No longer a rumor. ‘Twin Peaks’ Returns As Showtime Limited Series [merged threads, edited title]

http://www.nerdist.com/2014/10/david-lynch-and-mark-frost-tease-twin-peaks-return-on-twittter/

Laura did tell Cooper ”I’ll see you again in 25 years”.

Knowing how his fans hang on every word of every rumor of a possible revival, would he be so cruel as to drop such a tantalizing clue?

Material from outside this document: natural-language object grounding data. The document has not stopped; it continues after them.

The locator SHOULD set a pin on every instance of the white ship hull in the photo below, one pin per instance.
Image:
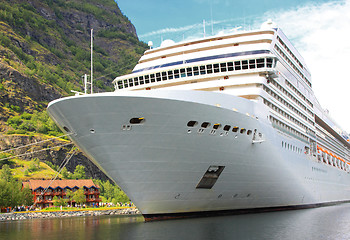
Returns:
(160, 162)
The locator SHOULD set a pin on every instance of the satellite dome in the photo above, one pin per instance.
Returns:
(167, 43)
(269, 24)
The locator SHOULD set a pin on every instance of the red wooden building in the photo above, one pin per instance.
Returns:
(58, 188)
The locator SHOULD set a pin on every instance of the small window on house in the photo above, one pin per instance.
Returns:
(164, 77)
(189, 72)
(176, 73)
(205, 124)
(235, 129)
(136, 81)
(269, 62)
(216, 68)
(158, 78)
(223, 67)
(137, 120)
(260, 62)
(245, 64)
(152, 78)
(195, 71)
(202, 70)
(170, 74)
(238, 65)
(252, 63)
(183, 72)
(192, 123)
(146, 78)
(141, 80)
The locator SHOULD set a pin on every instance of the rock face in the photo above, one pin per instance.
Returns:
(54, 155)
(44, 51)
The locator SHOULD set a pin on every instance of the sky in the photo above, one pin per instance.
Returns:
(320, 30)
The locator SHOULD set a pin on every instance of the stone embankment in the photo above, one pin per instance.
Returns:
(59, 214)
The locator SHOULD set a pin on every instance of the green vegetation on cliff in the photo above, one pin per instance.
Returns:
(45, 49)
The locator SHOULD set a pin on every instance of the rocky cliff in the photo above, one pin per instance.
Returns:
(44, 51)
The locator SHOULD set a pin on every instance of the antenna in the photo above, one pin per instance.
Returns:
(204, 27)
(92, 48)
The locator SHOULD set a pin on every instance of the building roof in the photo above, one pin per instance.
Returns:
(70, 183)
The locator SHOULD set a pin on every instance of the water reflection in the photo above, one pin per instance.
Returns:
(320, 223)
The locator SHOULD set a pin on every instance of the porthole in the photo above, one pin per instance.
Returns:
(227, 128)
(192, 123)
(137, 120)
(205, 124)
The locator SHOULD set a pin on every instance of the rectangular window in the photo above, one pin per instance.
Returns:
(195, 71)
(176, 73)
(152, 78)
(223, 67)
(136, 81)
(269, 62)
(260, 62)
(141, 80)
(216, 68)
(209, 68)
(183, 72)
(230, 66)
(252, 63)
(164, 76)
(202, 70)
(189, 72)
(170, 74)
(146, 78)
(158, 78)
(238, 65)
(245, 64)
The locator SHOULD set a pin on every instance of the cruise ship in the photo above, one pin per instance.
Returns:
(218, 125)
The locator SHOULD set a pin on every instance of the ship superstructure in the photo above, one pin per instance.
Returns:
(223, 123)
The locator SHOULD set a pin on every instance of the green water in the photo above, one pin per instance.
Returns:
(319, 223)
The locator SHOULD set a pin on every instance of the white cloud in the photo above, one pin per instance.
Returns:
(321, 33)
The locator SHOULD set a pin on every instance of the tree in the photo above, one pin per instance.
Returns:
(79, 196)
(5, 173)
(69, 195)
(65, 173)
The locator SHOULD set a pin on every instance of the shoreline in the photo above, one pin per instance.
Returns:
(14, 216)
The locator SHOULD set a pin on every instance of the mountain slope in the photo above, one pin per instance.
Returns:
(45, 50)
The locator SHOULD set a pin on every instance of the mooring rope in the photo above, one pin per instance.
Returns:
(31, 144)
(24, 154)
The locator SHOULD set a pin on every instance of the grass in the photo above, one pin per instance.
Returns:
(43, 172)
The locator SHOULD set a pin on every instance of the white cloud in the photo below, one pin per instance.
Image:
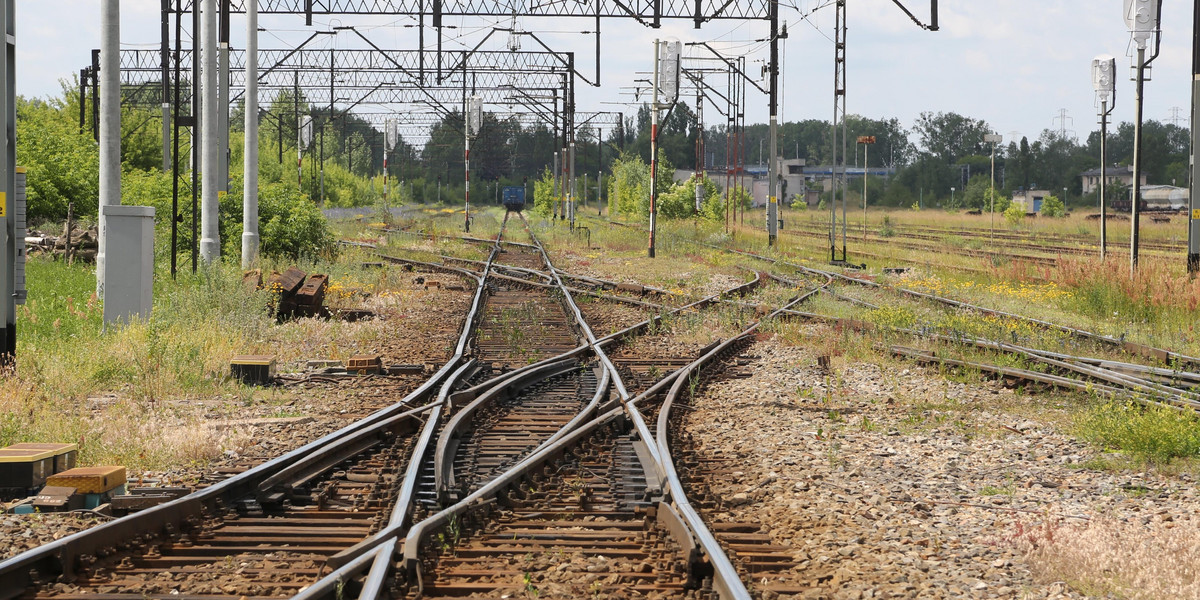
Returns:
(1012, 63)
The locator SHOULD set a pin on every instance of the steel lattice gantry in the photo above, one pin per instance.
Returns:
(648, 12)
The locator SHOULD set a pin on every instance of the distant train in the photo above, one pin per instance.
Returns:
(514, 198)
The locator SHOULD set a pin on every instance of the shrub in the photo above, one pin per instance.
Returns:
(1155, 435)
(289, 223)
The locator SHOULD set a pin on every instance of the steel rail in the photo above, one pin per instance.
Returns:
(1131, 347)
(61, 556)
(611, 409)
(378, 562)
(726, 580)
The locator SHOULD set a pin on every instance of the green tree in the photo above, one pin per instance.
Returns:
(951, 136)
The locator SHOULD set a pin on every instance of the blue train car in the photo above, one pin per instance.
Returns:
(514, 198)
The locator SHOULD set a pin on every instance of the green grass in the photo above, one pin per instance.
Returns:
(1156, 436)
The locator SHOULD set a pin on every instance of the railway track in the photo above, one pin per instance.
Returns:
(1170, 379)
(264, 532)
(591, 493)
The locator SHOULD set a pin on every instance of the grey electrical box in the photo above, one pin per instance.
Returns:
(129, 263)
(19, 210)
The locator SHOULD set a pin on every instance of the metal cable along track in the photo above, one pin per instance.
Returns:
(579, 483)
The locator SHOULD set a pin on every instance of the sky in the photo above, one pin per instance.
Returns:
(1015, 64)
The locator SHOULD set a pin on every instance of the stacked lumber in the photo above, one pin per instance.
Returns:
(83, 244)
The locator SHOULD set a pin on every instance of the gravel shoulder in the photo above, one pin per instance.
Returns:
(419, 324)
(893, 481)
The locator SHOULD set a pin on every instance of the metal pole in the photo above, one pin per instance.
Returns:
(838, 94)
(570, 193)
(222, 108)
(295, 111)
(210, 165)
(109, 124)
(553, 197)
(466, 162)
(991, 193)
(174, 166)
(1137, 165)
(845, 184)
(867, 148)
(1194, 201)
(1104, 177)
(250, 171)
(83, 99)
(11, 249)
(197, 137)
(654, 150)
(166, 85)
(95, 95)
(773, 109)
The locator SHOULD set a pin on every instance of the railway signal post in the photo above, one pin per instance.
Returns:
(10, 249)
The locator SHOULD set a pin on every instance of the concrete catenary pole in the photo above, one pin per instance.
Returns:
(654, 154)
(773, 174)
(109, 124)
(210, 162)
(1194, 202)
(1137, 163)
(223, 94)
(250, 177)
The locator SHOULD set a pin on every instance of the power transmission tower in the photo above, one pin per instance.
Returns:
(1176, 117)
(1062, 124)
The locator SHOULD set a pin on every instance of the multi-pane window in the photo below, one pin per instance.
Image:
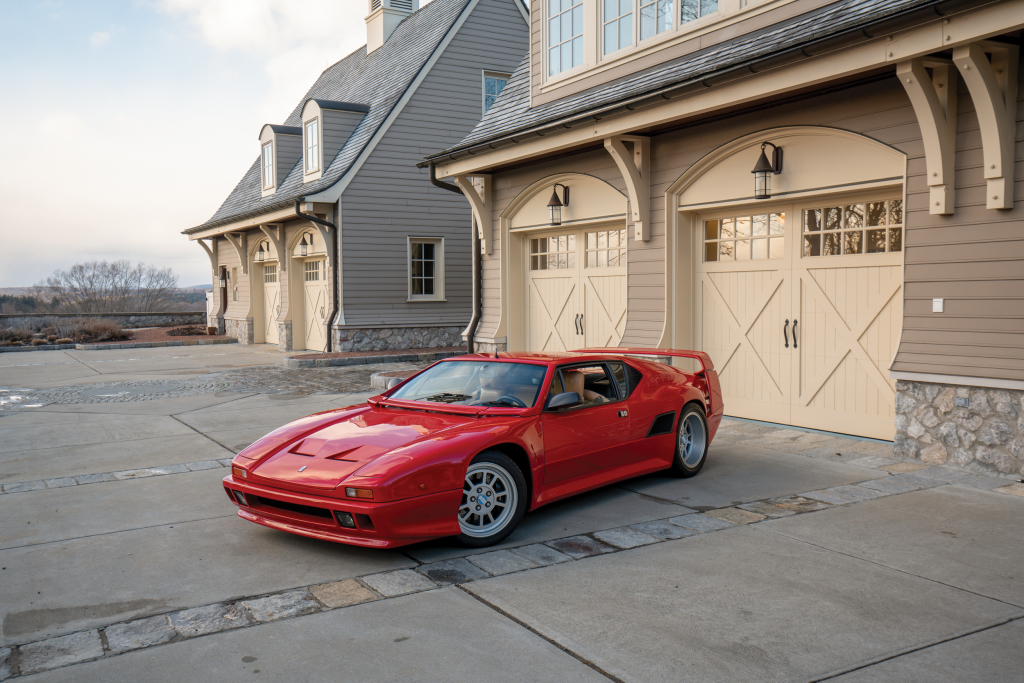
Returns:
(493, 86)
(655, 16)
(564, 35)
(606, 249)
(267, 165)
(422, 267)
(694, 9)
(554, 253)
(312, 145)
(619, 25)
(744, 238)
(872, 227)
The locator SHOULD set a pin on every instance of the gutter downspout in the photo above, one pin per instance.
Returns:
(334, 261)
(475, 264)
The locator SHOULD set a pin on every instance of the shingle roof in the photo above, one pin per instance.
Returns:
(512, 114)
(377, 80)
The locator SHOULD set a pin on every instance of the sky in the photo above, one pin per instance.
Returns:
(124, 122)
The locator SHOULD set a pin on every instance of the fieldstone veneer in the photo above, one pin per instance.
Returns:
(987, 434)
(379, 339)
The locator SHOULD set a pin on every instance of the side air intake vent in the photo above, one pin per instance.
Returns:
(663, 424)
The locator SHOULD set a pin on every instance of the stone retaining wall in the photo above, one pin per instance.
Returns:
(975, 428)
(126, 321)
(380, 339)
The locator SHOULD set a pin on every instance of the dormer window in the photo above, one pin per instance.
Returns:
(564, 35)
(267, 165)
(694, 9)
(493, 86)
(617, 25)
(312, 145)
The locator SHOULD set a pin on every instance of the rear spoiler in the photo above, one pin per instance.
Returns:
(700, 356)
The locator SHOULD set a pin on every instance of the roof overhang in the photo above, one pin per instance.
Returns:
(279, 216)
(861, 50)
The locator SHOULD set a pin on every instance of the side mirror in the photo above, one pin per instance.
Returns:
(560, 400)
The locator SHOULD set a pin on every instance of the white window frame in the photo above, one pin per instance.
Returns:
(438, 294)
(311, 148)
(547, 41)
(267, 164)
(483, 86)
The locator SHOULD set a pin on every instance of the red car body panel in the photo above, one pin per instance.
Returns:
(413, 456)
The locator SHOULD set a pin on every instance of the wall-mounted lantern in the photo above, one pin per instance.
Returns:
(555, 205)
(764, 169)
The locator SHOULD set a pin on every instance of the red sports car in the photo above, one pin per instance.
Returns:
(467, 445)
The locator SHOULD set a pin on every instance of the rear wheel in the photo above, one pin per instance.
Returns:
(691, 441)
(494, 500)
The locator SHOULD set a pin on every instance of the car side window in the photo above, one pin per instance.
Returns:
(593, 383)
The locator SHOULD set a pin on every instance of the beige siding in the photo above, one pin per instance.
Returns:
(975, 260)
(391, 200)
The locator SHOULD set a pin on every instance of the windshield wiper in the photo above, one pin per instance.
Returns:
(446, 397)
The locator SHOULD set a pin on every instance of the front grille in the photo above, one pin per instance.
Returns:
(294, 507)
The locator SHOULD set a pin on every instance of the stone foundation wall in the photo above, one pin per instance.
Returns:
(126, 321)
(975, 428)
(380, 339)
(241, 330)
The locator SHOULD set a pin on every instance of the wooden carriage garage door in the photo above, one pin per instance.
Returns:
(800, 307)
(577, 290)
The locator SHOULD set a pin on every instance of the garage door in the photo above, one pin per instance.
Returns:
(800, 306)
(577, 290)
(314, 304)
(271, 302)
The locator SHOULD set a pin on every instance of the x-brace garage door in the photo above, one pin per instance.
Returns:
(800, 307)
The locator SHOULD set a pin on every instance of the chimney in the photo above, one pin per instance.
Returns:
(384, 17)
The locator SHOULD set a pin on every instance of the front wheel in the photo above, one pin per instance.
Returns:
(691, 442)
(494, 500)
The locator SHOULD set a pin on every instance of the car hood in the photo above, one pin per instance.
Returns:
(325, 457)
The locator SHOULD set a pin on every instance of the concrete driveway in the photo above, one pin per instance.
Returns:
(793, 556)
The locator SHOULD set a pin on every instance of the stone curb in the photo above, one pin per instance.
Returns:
(299, 361)
(105, 347)
(294, 602)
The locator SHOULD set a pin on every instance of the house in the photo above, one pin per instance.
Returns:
(826, 197)
(334, 240)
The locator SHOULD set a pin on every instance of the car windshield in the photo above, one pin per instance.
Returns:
(476, 383)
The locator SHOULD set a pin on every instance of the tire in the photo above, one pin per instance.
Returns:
(504, 493)
(691, 441)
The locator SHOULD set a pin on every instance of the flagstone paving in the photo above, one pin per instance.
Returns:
(781, 560)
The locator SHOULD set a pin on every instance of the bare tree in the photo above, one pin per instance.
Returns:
(110, 287)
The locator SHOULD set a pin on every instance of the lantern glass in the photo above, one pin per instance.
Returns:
(762, 184)
(556, 214)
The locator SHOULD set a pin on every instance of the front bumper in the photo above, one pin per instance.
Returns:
(378, 524)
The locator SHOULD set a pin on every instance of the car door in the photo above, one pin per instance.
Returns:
(588, 437)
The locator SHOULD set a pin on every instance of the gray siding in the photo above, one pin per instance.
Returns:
(338, 126)
(390, 199)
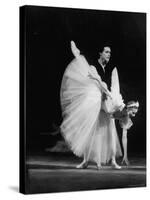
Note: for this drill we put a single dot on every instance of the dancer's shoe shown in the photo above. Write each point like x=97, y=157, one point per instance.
x=99, y=167
x=115, y=165
x=83, y=165
x=126, y=161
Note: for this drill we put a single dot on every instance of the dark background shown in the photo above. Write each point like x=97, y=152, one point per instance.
x=48, y=35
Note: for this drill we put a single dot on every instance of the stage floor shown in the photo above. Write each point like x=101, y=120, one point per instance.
x=57, y=173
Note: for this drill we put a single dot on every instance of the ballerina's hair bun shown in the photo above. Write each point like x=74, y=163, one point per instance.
x=132, y=104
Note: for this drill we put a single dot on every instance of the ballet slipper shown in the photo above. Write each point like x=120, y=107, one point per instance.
x=99, y=167
x=115, y=165
x=83, y=165
x=126, y=161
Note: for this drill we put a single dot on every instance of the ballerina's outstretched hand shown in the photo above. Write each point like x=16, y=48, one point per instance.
x=74, y=49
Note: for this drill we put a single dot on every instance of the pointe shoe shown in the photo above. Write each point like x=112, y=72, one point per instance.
x=99, y=167
x=116, y=166
x=83, y=165
x=126, y=161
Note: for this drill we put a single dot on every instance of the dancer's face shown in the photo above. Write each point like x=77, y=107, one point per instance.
x=105, y=54
x=132, y=111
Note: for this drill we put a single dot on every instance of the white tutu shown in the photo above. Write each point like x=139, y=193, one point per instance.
x=86, y=127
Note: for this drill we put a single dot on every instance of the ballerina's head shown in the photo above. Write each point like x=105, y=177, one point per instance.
x=132, y=108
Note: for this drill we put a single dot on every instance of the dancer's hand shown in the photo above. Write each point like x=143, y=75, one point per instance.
x=126, y=161
x=74, y=49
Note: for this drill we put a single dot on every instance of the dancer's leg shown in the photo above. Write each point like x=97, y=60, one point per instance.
x=84, y=163
x=113, y=160
x=125, y=143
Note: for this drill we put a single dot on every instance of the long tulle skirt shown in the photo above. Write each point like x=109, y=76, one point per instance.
x=87, y=128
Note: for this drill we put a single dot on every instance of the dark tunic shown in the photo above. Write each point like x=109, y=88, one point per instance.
x=105, y=75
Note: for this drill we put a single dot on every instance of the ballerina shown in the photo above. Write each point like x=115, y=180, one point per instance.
x=87, y=128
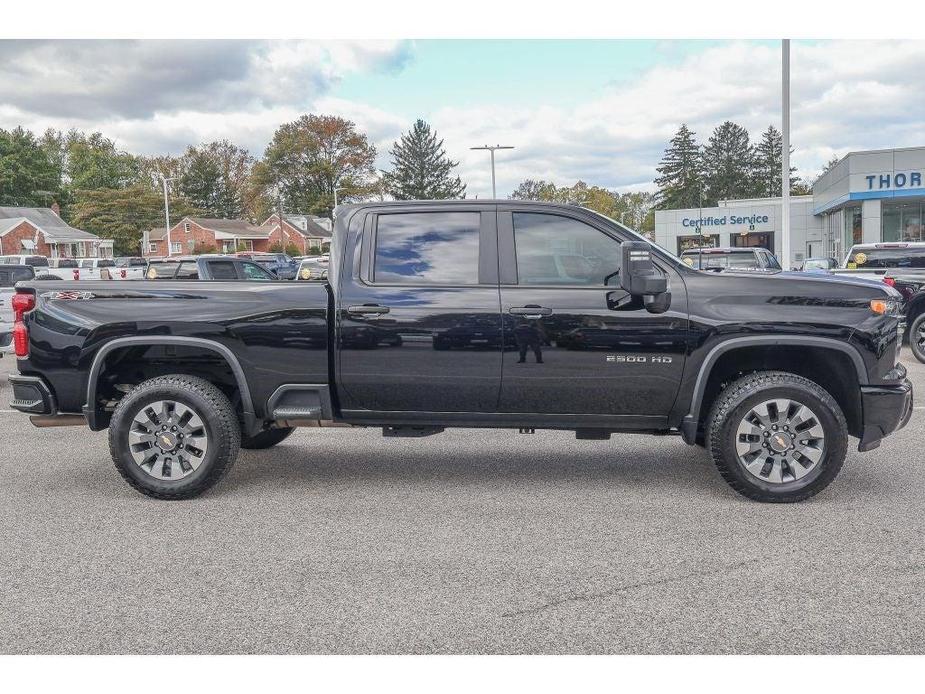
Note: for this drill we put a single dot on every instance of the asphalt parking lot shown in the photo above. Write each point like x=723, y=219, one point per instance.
x=340, y=541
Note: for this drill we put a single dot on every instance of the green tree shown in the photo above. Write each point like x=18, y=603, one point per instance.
x=421, y=170
x=729, y=165
x=93, y=162
x=680, y=172
x=311, y=157
x=769, y=154
x=123, y=214
x=28, y=176
x=216, y=177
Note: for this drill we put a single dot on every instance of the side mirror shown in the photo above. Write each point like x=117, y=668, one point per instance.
x=638, y=274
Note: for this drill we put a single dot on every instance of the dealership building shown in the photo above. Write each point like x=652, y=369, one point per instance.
x=868, y=197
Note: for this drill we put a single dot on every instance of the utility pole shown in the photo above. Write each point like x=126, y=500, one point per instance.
x=167, y=214
x=492, y=148
x=785, y=158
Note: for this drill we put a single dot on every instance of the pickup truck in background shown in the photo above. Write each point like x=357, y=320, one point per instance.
x=514, y=314
x=207, y=267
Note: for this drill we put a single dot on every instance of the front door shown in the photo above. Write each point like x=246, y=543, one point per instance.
x=419, y=324
x=577, y=344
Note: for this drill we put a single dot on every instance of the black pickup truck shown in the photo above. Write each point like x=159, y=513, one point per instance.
x=501, y=314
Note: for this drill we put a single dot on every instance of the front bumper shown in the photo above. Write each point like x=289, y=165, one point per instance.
x=885, y=409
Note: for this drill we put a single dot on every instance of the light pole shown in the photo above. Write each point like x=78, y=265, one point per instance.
x=785, y=159
x=167, y=213
x=492, y=148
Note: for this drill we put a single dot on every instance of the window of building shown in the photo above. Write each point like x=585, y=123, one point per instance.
x=687, y=243
x=427, y=248
x=556, y=250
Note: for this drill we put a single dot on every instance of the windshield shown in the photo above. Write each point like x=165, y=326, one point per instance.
x=894, y=256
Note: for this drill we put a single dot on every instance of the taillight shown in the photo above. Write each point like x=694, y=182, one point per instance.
x=21, y=303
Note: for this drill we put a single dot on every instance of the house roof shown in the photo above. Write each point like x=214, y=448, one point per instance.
x=303, y=224
x=46, y=221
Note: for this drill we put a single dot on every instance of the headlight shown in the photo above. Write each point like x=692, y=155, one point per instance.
x=887, y=307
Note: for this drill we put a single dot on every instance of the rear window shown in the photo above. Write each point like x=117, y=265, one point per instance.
x=862, y=258
x=11, y=275
x=427, y=248
x=222, y=270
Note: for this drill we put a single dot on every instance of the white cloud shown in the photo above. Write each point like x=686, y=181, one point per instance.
x=845, y=96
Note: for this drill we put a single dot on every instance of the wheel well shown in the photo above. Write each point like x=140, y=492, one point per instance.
x=126, y=367
x=832, y=369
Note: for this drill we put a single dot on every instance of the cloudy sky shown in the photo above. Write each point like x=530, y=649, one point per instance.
x=601, y=111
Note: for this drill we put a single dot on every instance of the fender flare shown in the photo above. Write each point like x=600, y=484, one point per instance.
x=89, y=409
x=690, y=422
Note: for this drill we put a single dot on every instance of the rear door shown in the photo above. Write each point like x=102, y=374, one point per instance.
x=577, y=344
x=418, y=320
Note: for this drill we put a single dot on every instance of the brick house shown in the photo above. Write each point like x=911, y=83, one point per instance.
x=40, y=231
x=304, y=232
x=203, y=234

It’s probably baseless. And if it is true I’d put my money on it being a disappointment. But who knows?

Damn good coffee!

Damn good show!

The owls are not what they seem.

Diane, 11:30 a.m., February Twenty-fourth. Entering the town of Twin Peaks, five miles south of the Canadian border, twelve miles west of the state line. I’ve never seen so many trees in my life. As W. C. Fields would say, I’d rather be here than Philadelphia. Fifty-four degrees on a slightly overcast day. Weatherman said rain. If you could get paid that kind of money for being wrong sixty percent of the time, it’d beat working. Mileage is seventy-nine thousand three hundred forty-five, gauge is on reserve, riding on fumes here, I’ve got to tank up when I get into town. Remind me to tell you how much that is. Lunch was, uh, six dollars and thirty-one cents at the Lamplighter Inn, that’s on Highway Two near Lewis Fork. That was a tuna fish sandwich on whole wheat, slice of cherry pie, and a cup of coffee. Damn good food. Diane, if you ever get up this way that cherry pie is worth a stop. Okay. Looks like I’ll be meeting up with the, ah, Sheriff Harry S. Truman. Shouldn’t be too hard to remember that. He’ll be at the Calhoun Memorial Hospital. I guess we’re going to go up to intensive care and take a look at that girl that crawled down the railroad tracks off the mountain. When I finish there I’ll be checking into a motel. I’m sure the sheriff will be able to recommend a clean place, reasonably priced. That’s what I need, a clean place, reasonably priced.

Oh Diane, I almost forgot. Got to find out what kind of trees these are. They’re really something.

I could be persuaded to watch a Twin Peaks redo that cut the atrocious second season and follows more on the plot of the lodges and the evil entities that dwell within and possess humans.

The Log Lady!

I watched the show when it originally aired and I would support a remake, especially if David Lynch consulted.

I could also be persuaded to do this. But only if they didn’t leave Agent Cooper possessed at the end.

I don’t think they’re talking about a redo. I think they’re talking about a sequel, following up 25 years later.

It better have Badalamenti’s music! They’ll need a new cast, too. My favorite – Sherilyn Fenn – has bulked up too much to play her old part. Who could still do their same part, you think?

Anyone who hasn’t seen the *Psych *homage to Twin Peaks (called “Dual Spires” I believe) needs to get to their Netflix account, toot pronto!

If it takes place 25 years later, then any changes in appearance will make perfect sense.

Now that’s true! :cool: Are any of the originals unavailable due to passing on and the like? (I haven’t kept up – obviously)

Jack Nance (who played Pete – sweet old dude who says “she’s dead! wrapped in plastic!”) is long dead.

Thanks, Steken, I guess we could look over the whole list for survivors. Those were good times!

damn donut store.

Jack was a favorite of David.

Aka Eraserhead.

I quit this partway through the second season, so I actually have no idea how it even turned out. It sounds like that’s a good thing.

Jack was in more of David’s production than any other actor, half of it.

For those interested, some info on the death of Jack Nance.
http://www.people.com/people/archive/article/0,,20143430,00.html

25 five years later… Coop comes stumbling out of the woods with no memory of the last 25 years, not even aware at first that 25 years have passed until he encounters Sheriff Hawk and Mayor Truman.

Pete Martel passed years ago.

Audrey runs the Great Northern. She’s single… bitter, crippled, and disfigured from the explosion. For 25 years she’s been obsessed with the mystery of what happened to D. B. Cooper - that’s Dale Bartholomew Cooper, the FBI agent, not the airplane hijacker; although many of the avid “Cooper Conspiracy” theorists insist that the two are connected. She’s regularly harassed by these crazy conspiracists; some of whom insist that she knows more than she’s telling.

Then the daughter of James and Dr. Donna Hurley is found. Dead. Wrapped in plastic.